President Biden said Monday that investors in Silicon Valley Bank and Signature Bank will not be protected following the banks’ closures, while assuring depositors, many at tech startups, that they will have access to their money.
Both banks were closed by regulators in recent days, with SVB especially of concern to investors and startups in tech.
In remarks streamed early Monday Biden also said taxpayers will be protected because the funds used to pay depositors to meet payrolls and more will come from fees that the banks paid into the FDIC.
“Investors will not be protected,” Biden said. “They know they took a risk and when the investment didn’t pay off they would lose their money.
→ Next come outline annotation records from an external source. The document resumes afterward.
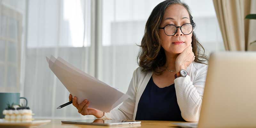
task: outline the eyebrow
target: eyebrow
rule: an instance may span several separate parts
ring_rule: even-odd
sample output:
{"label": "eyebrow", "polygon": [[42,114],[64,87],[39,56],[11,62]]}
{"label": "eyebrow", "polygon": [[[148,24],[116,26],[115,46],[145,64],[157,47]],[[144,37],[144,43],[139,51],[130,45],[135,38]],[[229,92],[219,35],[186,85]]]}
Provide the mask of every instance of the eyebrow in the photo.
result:
{"label": "eyebrow", "polygon": [[[188,17],[184,17],[182,18],[181,18],[181,19],[188,19],[188,20],[189,20],[189,19],[188,19]],[[165,19],[164,20],[175,20],[175,19],[174,19],[172,18],[171,18],[171,17],[168,17],[168,18],[167,18]]]}

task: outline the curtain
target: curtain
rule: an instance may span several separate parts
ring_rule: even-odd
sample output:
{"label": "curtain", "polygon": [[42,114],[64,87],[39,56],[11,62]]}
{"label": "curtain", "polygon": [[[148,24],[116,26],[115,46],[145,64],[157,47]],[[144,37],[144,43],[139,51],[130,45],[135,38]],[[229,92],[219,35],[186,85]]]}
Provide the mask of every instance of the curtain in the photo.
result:
{"label": "curtain", "polygon": [[254,25],[249,24],[249,20],[244,18],[255,8],[255,4],[252,4],[255,0],[213,1],[226,50],[248,50],[252,40],[249,38],[252,38],[249,28]]}
{"label": "curtain", "polygon": [[[45,57],[60,57],[94,76],[90,0],[28,1],[28,31],[23,95],[35,118],[83,116],[68,101],[69,92],[49,68]],[[93,43],[93,42],[92,42]]]}

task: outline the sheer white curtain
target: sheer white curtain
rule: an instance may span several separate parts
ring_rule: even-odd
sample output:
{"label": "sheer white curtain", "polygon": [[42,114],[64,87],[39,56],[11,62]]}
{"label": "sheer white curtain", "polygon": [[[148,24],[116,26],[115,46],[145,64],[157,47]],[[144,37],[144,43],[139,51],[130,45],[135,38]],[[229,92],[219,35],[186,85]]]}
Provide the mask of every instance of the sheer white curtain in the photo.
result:
{"label": "sheer white curtain", "polygon": [[0,0],[0,92],[19,92],[26,1]]}
{"label": "sheer white curtain", "polygon": [[[126,92],[138,67],[137,55],[145,25],[153,8],[163,0],[103,0],[102,50],[98,59],[99,78]],[[211,0],[182,1],[191,8],[195,33],[206,53],[224,50]],[[200,7],[198,8],[198,7]]]}
{"label": "sheer white curtain", "polygon": [[91,44],[90,0],[28,1],[24,85],[22,88],[36,117],[74,118],[82,115],[69,105],[69,93],[50,69],[45,56],[60,57],[94,75]]}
That’s how capitalism works.”
He said regulators will pursue actions to reduce the risk of similar failures in the future. When asked by reporters what actually led to the problems that led to the closures, Biden offered no response.
However, he did say that when banks failed in 2008, the Obama administration worked to help passage of the Dodd Frank protections, but Biden added that the prior administration under Donald Trump “rolled back some those requirements” that Biden pledged to reverse. “We will not stop…to do whatever is needed,” he said.
While the root cause of the failures is investigated, 13 venture capitalist firms including Greylock and others took to Linked In to post a statement after the closure of SVB on Friday saying “the events that unfolded over the past 48 hours have been deeply disappointing and concerning.” They said if SVB were purchased and “appropriately capitalized” then they would be “strongly supportive.”
The likelihood of a purchase seemed to have disappeared, however.
After their statement was posted, an SVB bank official, Sanjay Golsalia called out the VCs in a response. "I wish these very same VCs would have banned together and kept their deposits, their porco deposits at SVB and 'stayed calm.'" Golsalia said. "They now have not only very likely lost a valuable bank partner that has served them unconditionally through tough times but will go underserved in new bank relationships. They fundamentally betrayed their partner and have undoubtedly shot themselves in the foot."